Und dass es unendlich viele Formen der Liebe gibt; genauso wie die endlosen Unformen der Lieblosigkeit.
Aber von der aufrichtigen Liebe wusste Ana, dass sie unschuldig ist und rechtschaffen – sie äußert sich nicht körperlich, nicht lustvoll, nicht begierig, nicht einschränkend. Sie berührt ein Herz, ohne es zu besetzen. Sie berührt einen Menschen, ohne Besitz von ihm zu ergreifen.
Sie bereichert die Zeit.
Und vervielfacht.
Jeden geteilten Augenblick.
Die Frau des Wissenschaftlers hingegen kannte damals wie heute nur eine einzige Form der Liebe. Und diese Liebe hat keinen besonderen Namen, denn es ist die, die man mit einem Ehevertrag in Anwesenheit von Zeugen besiegelt. Es ist die Art von Liebe, die man garantiert bekommen muss, um an sie zu glauben.
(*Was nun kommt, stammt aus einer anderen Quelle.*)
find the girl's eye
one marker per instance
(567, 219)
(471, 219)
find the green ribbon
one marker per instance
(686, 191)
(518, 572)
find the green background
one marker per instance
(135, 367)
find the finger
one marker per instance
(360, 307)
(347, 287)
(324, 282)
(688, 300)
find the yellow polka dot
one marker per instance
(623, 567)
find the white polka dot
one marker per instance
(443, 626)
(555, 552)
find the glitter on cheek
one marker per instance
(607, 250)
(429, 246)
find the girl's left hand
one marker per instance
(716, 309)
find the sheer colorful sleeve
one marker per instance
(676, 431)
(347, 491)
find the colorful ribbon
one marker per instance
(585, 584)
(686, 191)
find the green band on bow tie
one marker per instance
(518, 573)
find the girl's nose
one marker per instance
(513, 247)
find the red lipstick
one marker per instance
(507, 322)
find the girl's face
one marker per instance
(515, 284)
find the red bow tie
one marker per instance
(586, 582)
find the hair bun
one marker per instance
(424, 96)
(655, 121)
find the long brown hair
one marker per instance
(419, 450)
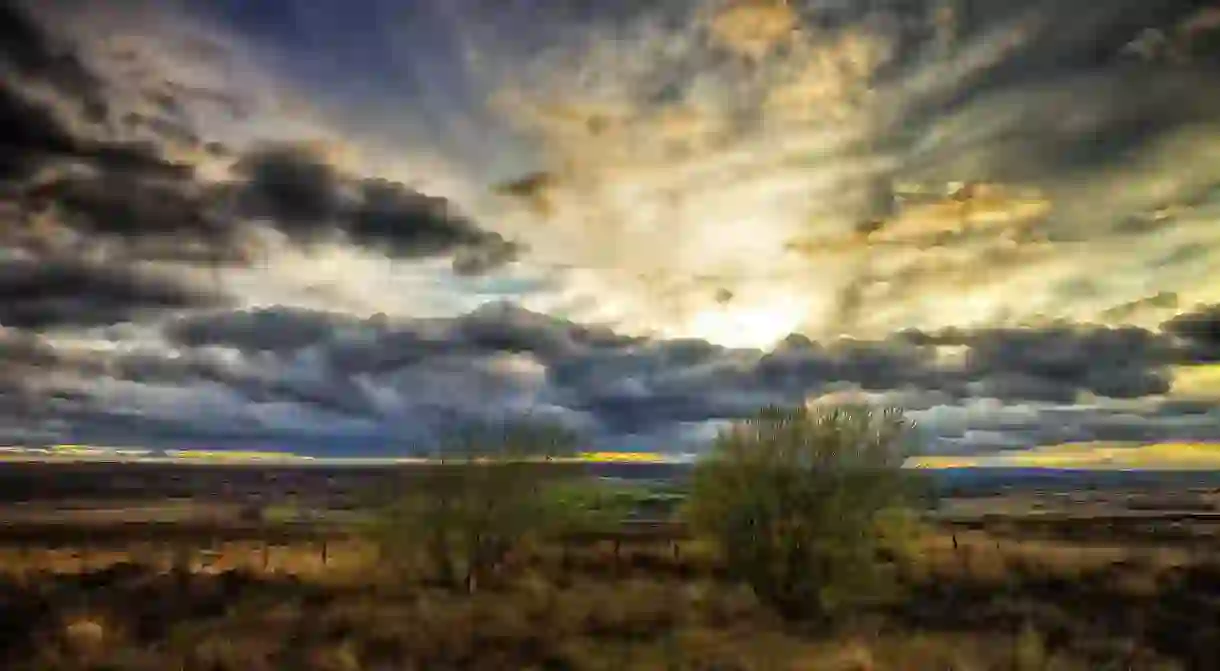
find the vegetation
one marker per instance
(796, 514)
(802, 502)
(494, 489)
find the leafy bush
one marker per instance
(802, 502)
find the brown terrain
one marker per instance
(217, 567)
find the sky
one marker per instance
(358, 225)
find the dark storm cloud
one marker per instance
(89, 160)
(1201, 333)
(279, 330)
(310, 199)
(44, 293)
(638, 384)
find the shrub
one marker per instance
(800, 502)
(491, 489)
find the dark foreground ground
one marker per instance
(1025, 578)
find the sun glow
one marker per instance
(759, 326)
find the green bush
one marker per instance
(802, 502)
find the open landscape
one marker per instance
(610, 336)
(220, 567)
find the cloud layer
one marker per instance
(720, 208)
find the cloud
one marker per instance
(310, 198)
(1201, 331)
(107, 153)
(971, 389)
(676, 173)
(44, 293)
(198, 253)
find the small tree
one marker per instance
(800, 502)
(487, 492)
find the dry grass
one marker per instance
(991, 603)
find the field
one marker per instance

Und weil das alles ist, was die Frau des Wissenschaftlers kennt und kennen möchte, weil das alles ist, womit sie umgehen kann, ohne aus sich herauszugehen, kann sie nicht verstehen, dass die Zuneigung, die ihr Mann für das junge Mädchen empfindet, keine Bedrohung für sie ist. Sie kann nicht anerkennen, dass die Schönheiten, die der Wissenschaftler und Ana sehen, während ihrer gemeinsamen Betrachtung der Zeit, so rein sind wie ein unbeschriebenes Gewissen.
Aber bevor ein Urteil gesprochen wird – zwischen den Zeilen, über die Menschen, auf deren Fußmatten wir unterschwellig stehen und herumtrampeln –, bevor wir uns versprechen, sprechen wir uns lieber frei.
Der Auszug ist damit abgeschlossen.